Pero, al margen de un aceptable nivel técnico en el manejo del vehículo, y de conducir variando entre todas las gamas de velocidades que habitualmente se emplean en la circulación, desde un atasco hasta las autobahnen alemanas (para tener experiencia directa de los distintos problemas que se plantean), la clave para comprender el tráfico real se apoya en la interiorización inteligente de lo que la observación nos ha ido suministrando (no hace falta apuntarlo en un cuadernito; si las meninges no dan para más, ni el cuadernito, ni las simulaciones, sirven de nada).

Y a este respecto, eso de que “observar toda la vida no le convierte en más experto que alguien que observa, y no sólo hace eso, sino que estudia las observaciones, busca patrones y simula el comportamiento real del tráfico”, me parece una afirmación arriesgadísima. Primero, presupone que los teóricos de la modelización participan en el tráfico con asiduidad y amplio kilometraje; me permito, al menos, ponerlo en cuarentena. Segundo, si lo conocen de primera mano, como desde luego lo conocemos muchos otros, no veo la necesidad de “simular” dicho comportamiento; esto lo precisará quien no sale del laboratorio y trabaja con videos y estadísticas aportados por otros. En fin, me remito a la opinión de “Slayer” sobre algunos de quienes se dedican a estas actividades; ya he dado antes un botón de muestra. Y sí, en la comprensión directa del tráfico real, me considero más experto que quizás una mayoría de los suyos, porque mientras ellos están con la teoría del caos (ya se sabe, aleteo de mariposa en Nueva York, tifón en el Mar de la China), yo estoy en el asfalto con los ojos bien abiertos. Y mal que les pese a algunos, la veteranía es un grado, como en la mili.

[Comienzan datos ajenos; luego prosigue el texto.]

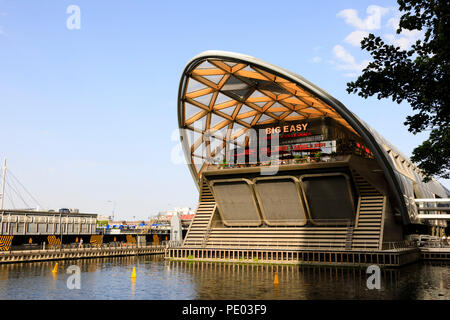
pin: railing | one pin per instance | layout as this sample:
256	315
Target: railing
317	223
398	245
88	246
279	162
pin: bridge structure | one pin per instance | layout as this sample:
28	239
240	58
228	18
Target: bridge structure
286	172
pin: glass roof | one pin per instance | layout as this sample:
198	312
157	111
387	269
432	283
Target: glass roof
228	98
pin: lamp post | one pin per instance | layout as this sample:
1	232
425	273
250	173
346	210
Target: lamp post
114	207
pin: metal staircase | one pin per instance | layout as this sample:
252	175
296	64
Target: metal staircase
371	207
198	232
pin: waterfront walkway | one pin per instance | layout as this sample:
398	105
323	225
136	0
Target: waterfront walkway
57	253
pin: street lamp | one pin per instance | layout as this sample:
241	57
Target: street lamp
114	207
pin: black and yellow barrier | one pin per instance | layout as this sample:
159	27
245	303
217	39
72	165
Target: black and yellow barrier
53	240
131	239
96	240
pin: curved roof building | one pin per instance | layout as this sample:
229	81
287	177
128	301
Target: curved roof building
267	148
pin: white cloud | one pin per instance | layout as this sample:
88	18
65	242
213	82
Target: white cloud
372	21
345	61
355	37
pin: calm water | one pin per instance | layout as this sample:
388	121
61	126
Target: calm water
109	278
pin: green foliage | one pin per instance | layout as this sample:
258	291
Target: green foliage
419	76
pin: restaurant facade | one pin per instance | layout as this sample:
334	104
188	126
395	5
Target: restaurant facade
277	160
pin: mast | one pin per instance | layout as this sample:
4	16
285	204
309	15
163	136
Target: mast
3	184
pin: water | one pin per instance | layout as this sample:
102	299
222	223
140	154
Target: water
110	278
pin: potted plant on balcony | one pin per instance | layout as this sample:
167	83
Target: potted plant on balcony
333	156
305	158
317	156
223	164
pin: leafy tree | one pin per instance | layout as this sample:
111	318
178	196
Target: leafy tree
419	76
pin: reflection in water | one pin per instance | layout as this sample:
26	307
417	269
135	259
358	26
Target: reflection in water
109	278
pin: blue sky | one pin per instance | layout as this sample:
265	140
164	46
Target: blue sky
87	115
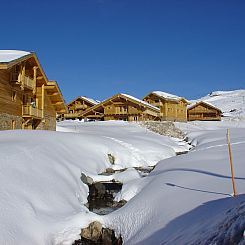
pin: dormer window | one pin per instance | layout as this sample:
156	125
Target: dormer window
14	95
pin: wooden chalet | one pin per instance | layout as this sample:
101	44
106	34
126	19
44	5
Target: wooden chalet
203	111
172	107
78	106
28	100
122	107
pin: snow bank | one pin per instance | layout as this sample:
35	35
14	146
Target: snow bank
41	193
186	199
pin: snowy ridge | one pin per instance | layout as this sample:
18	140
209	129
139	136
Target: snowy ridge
10	55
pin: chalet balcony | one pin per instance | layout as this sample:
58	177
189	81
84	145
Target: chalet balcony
30	111
81	107
25	81
28	83
71	115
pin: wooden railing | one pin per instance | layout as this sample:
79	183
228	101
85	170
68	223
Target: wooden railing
24	81
28	82
30	111
83	107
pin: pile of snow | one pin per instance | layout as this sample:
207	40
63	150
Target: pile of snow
10	55
42	196
188	199
231	103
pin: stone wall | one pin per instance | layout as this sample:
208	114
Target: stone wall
6	121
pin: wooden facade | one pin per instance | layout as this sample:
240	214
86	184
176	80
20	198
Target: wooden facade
28	100
203	111
78	106
172	108
122	107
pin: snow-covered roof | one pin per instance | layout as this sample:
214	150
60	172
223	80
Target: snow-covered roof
166	95
92	101
10	55
200	102
141	101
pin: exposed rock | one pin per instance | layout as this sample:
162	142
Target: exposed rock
101	197
163	128
108	171
96	234
86	179
93	232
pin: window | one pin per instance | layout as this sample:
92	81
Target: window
14	95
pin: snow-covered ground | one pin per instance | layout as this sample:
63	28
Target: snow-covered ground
41	193
186	199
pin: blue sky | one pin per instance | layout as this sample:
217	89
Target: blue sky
98	48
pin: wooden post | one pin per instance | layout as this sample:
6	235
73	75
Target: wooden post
231	164
34	79
43	100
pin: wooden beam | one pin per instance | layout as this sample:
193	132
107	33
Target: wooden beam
50	87
53	94
57	103
43	100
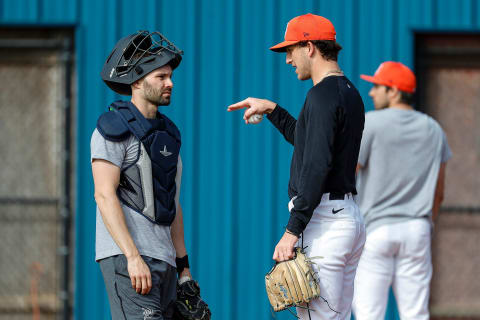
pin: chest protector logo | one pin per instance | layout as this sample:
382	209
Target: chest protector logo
148	185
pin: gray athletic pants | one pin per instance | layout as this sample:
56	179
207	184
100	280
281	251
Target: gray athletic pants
126	303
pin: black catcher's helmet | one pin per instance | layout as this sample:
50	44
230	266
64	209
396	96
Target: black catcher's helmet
135	56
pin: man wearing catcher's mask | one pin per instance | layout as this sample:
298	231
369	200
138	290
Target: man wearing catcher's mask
326	137
136	165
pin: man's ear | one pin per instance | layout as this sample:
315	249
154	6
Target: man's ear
394	93
311	48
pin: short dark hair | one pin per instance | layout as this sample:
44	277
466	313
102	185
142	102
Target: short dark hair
405	97
329	49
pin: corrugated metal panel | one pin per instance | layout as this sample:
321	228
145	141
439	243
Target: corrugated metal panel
235	177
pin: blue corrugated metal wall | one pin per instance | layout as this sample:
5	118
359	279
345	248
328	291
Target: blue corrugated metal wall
235	177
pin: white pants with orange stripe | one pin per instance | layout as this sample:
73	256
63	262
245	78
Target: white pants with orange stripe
336	235
397	255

Un trabajo serio es el del Equipo de Investigación de Accidentes de Volvo, que acaba de celebrar su 40 aniversario. Y esto es lo que dice John Fredrik Grönvall, jefe de equipo: “Nuestro trabajo sigue dos caminos: uno, estudiar en profundidad cada accidente, y analizar el comportamiento de los sistemas de seguridad (esto les interesa especialmente como marca). Dos: estadísticas lo más amplias posibles que permitan predecir la posibilidad de que ocurra un cierto tipo de accidente. Pero para ello necesitaríamos comprender el comportamiento del conductor y como influye en la secuencia de acontecimientos que dan lugar a un accidente en la vida real” (esto es lo que nos interesa a nosotros). De modo que, tras cuarenta años de intenso trabajo, se sigue reconociendo que la clave está en el comportamiento del conductor; y para conocer esto, no hay otro camino que la observación directa (o en vídeo, pero no los hay cada 500 metros) de lo que ocurre en carretera. Como se dice en matemáticas, “es lo que queríamos demostrar”.

En la serie de relatos de Isaac Asimov sobre robots, siempre tienen gran importancia sus tres leyes, que más o menos y si no recuerdo mal, son: no hacer nunca daño, ni permitir que algo o alguien se lo haga a un humano; no hacer algo que pueda dañarle a sí mismo; con la salvedad (3ª ley) de proteger del peligro a un humano incluso al precio de la propia autodestrucción. Y en uno de los últimos relatos de “Yo, robot”, el propio Asimov plantea un caso en el que el pobre robot no puede cumplir con dichas leyes, porque haga lo que haga, se autodestruye, no puede salvar al humano, pero a pesar de todo debe intentarlo; al pobre artefacto casi se le queman los circuitos intentando cuadrar el círculo. Y en esta situación veo yo al conductor cumplidor de la ley a rajatabla que llega a una rotonda, el que lleva delante frena muchísimo más de lo razonable, el que lleva detrás no se entera y frena poco o nada, y él tiene que decidir entre quedar cogido en sándwich, o saltarse el balizado pintado en el suelo y, aunque sea a contramano, salvar la situación. ¿Pisará la prohibida baliza? ¿Sí? ¿No? ¡Qué angustia existencial, y en décimas de segundo! Otros no tendríamos el menor problema para resolver la situación, y que le zurzan al balizado del suelo.

Yo no quiero ser un robot. Y no renuncio al uso de la inteligencia responsable y selectiva, aunque en momentos puntuales (o situaciones prolongadas, como la velocidad de crucero), pueda entrar en conflicto con la letra de alguna ley. En no sé qué epístola, S. Pablo escribió una frase digna de ser grabada en mármol: “La letra mata, el espíritu vivifica”. Pues eso.